Single by High and Mighty Color

from the album San
- Released: October 25, 2006
- Genre: J-pop, nu metal
- Length: 13:08
- Label: SMEJ
- Songwriter(s): High and Mighty Color
- Producer(s): Hal

High and Mighty Color singles chronology
| "Dive into Yourself" (2006) | "Enrai: Tooku ni Aru Akari" (2006) | "Tadoritsuku Basho/Oxalis" (2007) |

= Enrai (Tooku ni Aru Akari) =

2006 single by High and Mighty Color

"Enrai: Tooku ni Aru Akari" (遠雷 ～遠くにある明かり～) is a single released by High and Mighty Color on October 25, 2006.

==Overview==
"Enrai: Tooku ni Aru Akari" is the band's eighth single and its last release in 2006. The title track is the third ending theme for the four-part anime feature compilation Mobile Suit Gundam SEED Destiny: Special Edition, and a special ending theme for Mobile Suit Gundam SEED Destiny HD Remaster in 2013. The song also appeared in Drummania/GuitarFreaks V4 as a cover, making the song playable on the arcade machine as well as the compilation album Tokyo Rock City.
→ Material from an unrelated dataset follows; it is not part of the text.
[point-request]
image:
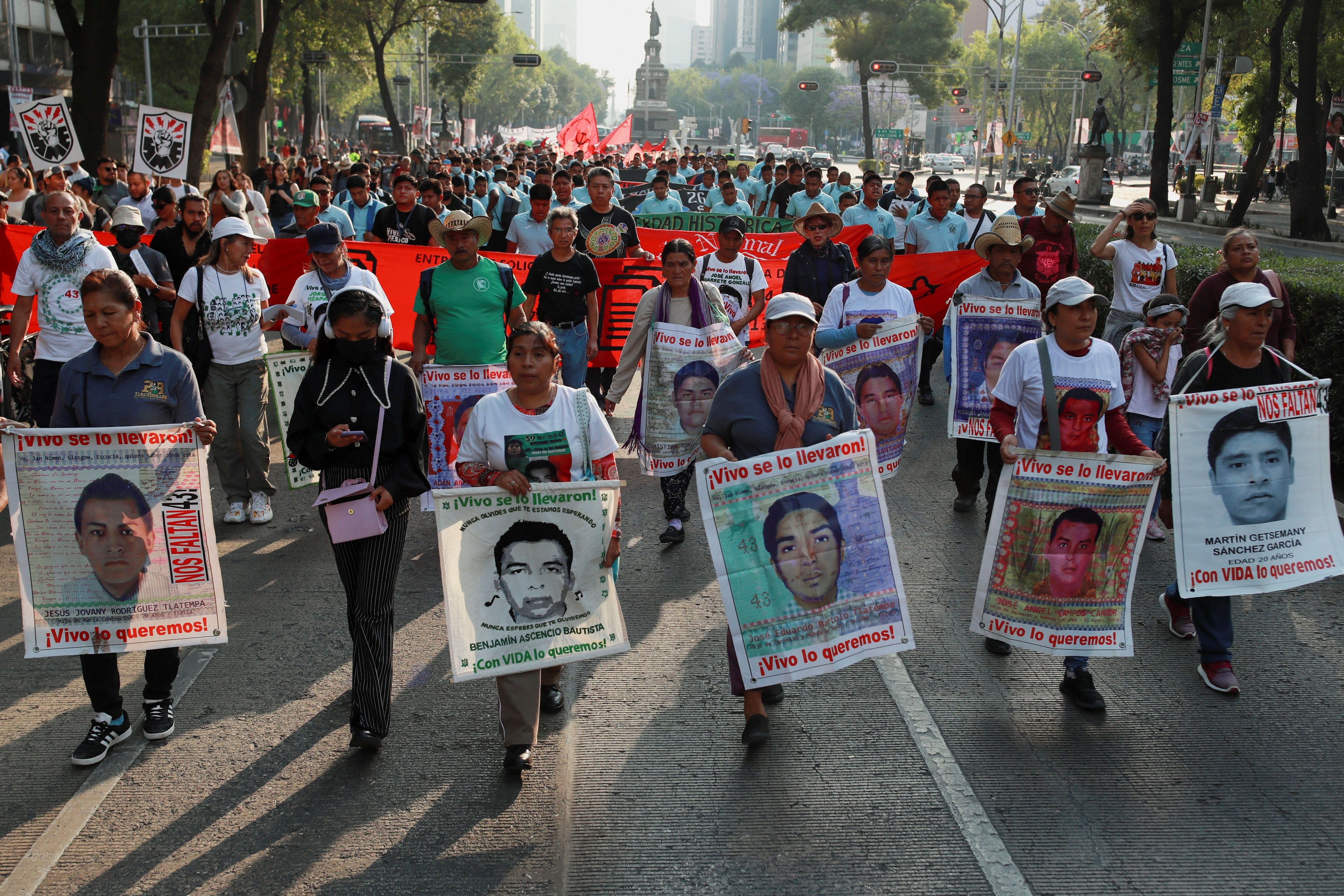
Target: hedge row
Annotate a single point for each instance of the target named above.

The B-side "Kaerimichi no Orenji", was used in a commercial for the Wii game Bleach Wii: Hakujin Kirameku Rondo. The first pressings of the single came with a special pin-up featuring Gundam SEED Destiny main character Athrun Zala. The music video for the song was directed by Sueyoshi Nobu.

==Track listing==
1. "Enrai: Tooku ni Aru Akari" (遠雷 ～遠くにある明かり) – 4:23
2. "Kaeri Michi no Orenji" (帰り道のオレンジ; Orange Return Trip) – 4:08
3. "Enrai: Tooku ni Aru Akari (Less Vocal Track)" – 4:31

All songs written by High and Mighty Color.

==Personnel==
- Maakii & Yuusuke — vocals
- Kazuto — guitar
- Meg — guitar
- Mackaz — bass
- Sassy — drums

==Production==
- Through – art direction & design
- Tom Vezo (Minden Pictures/Amana, cover), Hidekazu Maiyama (members) – photographer
- Tsukushi Ichikawa (Mild) – hair & make-up
- Toshio Takeda (Mild) – styling

==Charts==
Oricon Sales Chart (Japan)

| Release | Chart | Peak position | First week sales | Total sales |
|---|---|---|---|---|
| 25 October 2006 | Oricon Daily Singles Chart | 12 |  |  |
| 25 October 2006 | Oricon Weekly Singles Chart | 15 | 11,520 | 23,742 |

== GuitarFreaks & Drummania ==

This song is playable as a cover in Drummania/GuitarFreaks V4. It was covered by BeForU member Riyu Kosaka.